И хотя Лева от этой новости слегка корёжит, он говорит:
— Хорошо. Какое у меня любимое мороженое?
— Черри Гарсиа! — выпаливает мальчик, ни секунды не поколебавшись. Ответ, само собой, совершенно точный. Лев даже не знает, как ему к этому отнестись.
— Так что... вы все были десятинами?
— Да, — отвечает девочка в ярко-зелёной одежде, — до тех пор, пока нас не спасли. Теперь мы знаем, что жертвование десятины — это плохо!
— Да, — добавляет кто-то другой. — Мы научились смотреть на такие вещи твоими глазами.
Лев вдруг обнаруживает, что обожание этих детей кружит ему голову. А что? Последний раз он чувствовал себя «золотым мальчиком» ещё тогда, когда был десятиной. И с тех пор — всё. После «Весёлого Дровосека» все смотрели на него либо как на жертву, которую стоит пожалеть, либо как на монстра, которого следует наказать. А для этих ребят он герой. Лев не может отрицать, что после всего пережитого, у него сейчас становится очень хорошо на душе. Очень, очень хорошо.
Девочка в режущем глаз фиолетовом наряде не может удержаться и бросается ему на шею.
— Я люблю тебя, Лев Калдер! — кричит она.
Один из мальчиков оттаскивает её в сторонку.
— Извини, она немного того... расчувствовалась.
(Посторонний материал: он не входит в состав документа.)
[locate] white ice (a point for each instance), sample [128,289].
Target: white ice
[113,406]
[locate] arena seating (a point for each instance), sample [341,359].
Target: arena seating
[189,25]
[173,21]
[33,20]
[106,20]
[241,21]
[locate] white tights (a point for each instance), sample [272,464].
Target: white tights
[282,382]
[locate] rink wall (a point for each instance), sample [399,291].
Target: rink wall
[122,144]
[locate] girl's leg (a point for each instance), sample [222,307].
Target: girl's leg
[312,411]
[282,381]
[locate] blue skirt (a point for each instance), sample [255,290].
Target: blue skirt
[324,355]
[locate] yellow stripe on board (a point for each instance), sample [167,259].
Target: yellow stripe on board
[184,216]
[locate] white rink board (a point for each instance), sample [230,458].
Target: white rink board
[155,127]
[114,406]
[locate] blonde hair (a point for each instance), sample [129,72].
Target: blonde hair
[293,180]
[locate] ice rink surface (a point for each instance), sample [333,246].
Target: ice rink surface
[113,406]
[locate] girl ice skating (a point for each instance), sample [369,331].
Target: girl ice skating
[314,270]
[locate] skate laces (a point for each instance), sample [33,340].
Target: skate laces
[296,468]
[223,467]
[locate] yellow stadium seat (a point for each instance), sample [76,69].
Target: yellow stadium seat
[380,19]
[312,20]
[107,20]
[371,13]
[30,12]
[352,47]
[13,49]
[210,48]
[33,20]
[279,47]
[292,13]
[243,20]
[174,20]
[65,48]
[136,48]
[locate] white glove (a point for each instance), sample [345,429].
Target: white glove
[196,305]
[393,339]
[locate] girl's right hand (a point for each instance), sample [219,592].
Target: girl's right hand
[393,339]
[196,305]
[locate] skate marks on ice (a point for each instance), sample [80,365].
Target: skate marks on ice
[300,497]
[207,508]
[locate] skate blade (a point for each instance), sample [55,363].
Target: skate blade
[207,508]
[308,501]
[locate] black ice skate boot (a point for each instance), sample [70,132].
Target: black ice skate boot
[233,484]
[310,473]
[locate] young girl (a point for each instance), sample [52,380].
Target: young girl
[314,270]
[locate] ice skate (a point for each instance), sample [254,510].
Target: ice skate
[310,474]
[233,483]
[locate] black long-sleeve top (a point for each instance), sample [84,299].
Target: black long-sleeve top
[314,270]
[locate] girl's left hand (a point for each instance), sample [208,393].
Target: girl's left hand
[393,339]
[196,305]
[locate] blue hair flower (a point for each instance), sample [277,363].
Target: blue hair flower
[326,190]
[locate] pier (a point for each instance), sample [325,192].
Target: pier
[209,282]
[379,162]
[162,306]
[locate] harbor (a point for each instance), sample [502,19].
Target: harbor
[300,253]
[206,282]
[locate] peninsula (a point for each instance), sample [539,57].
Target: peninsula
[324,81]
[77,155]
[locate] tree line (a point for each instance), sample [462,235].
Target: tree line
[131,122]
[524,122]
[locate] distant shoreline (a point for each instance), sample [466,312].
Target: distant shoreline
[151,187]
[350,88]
— Нет, ничего, — говорит Лев, — но моё имя больше не Калдер. Я теперь Гаррити.
— В честь пастора Дэниела Гаррити! — восклицает всезнайка. — Того самого, что погиб две недели назад! — Пацан так горд своими познаниями, что не замечает, какую боль доставляет Леву своими словами. — Как твоё ухо, кстати?
— Лучше.
Кавено, который на время отошёл в сторону, выступает вперёд, собирает детишек и выпроваживает из зала.
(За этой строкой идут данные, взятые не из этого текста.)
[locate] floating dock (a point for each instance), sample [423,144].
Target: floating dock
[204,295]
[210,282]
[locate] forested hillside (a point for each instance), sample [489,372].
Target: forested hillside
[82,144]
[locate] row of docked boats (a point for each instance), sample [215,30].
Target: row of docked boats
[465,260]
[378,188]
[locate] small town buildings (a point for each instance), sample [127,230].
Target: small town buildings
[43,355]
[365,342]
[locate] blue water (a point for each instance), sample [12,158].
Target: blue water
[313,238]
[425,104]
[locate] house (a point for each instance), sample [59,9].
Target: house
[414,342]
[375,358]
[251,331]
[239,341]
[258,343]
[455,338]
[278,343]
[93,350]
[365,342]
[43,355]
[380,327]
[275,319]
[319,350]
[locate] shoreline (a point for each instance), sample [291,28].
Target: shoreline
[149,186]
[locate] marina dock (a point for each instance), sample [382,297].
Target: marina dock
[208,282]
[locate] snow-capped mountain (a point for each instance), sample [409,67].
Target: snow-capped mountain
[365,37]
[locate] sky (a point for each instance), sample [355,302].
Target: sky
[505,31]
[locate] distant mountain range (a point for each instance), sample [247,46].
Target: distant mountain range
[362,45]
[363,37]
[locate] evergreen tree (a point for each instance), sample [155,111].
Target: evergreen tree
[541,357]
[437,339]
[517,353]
— Хватит, пока довольно, — говорит он. — Вы все получите возможность пообщаться с Левом на личных аудиенциях.
— Аудиенциях? — Лев испускает смешок при мысли о каких-то там аудиенциях. — Я что, по-вашему, папа римский?
Но никто и не думает смеяться. И тут Леву становится ясно, что их с пастором Дэном шутка стала реальностью.
Все эти дети — фанаты Лева. Левиафаны.
• • •Шестьдесят четыре. Вот сколько бывших десятин собрано и укрыто здесь, в замке Кавено. Этот факт возрождает в Леве надежду, покинувшую его с момента принятия Параграфа-17, который, по сути, вполне можно было бы определить как «шаг вперёд и два назад».
— Постепенно мы выправим каждому из них новые документы и распределим в надёжные семьи, которые будут хранить их тайну, — рассказывает Леву Кавено. — Мы называем это Программой целостного перебазирования.
Кавено знакомит Лева с восстановленным северным крылом замка. Повсюду на стенах заключённые в рамки фотографии и вырезки из газет с новостями о Леве. Транспарант в одном из коридоров призывает: ЖИВИ КАК ЛЕВ! Душевный подъём, который мальчик ощущал до сих пор, вдруг начинает уступать место бабочкам в животе. Да разве ему удастся оправдать ожидания этих детей? Никогда в жизни! Может, не стоит и пытаться?
— Вам не кажется, что это всё несколько... чересчур? — спрашивает он у Кавено.
— Мы быстро поняли, что, избавив этих детей от угрозы расплетения, мы отняли у них смысл их жизни, ту единственную вещь, в которую они непреложно верили. Пустоту надо было чем-то заполнить, хотя бы на время. Ты был самым естественным кандидатом на эту роль.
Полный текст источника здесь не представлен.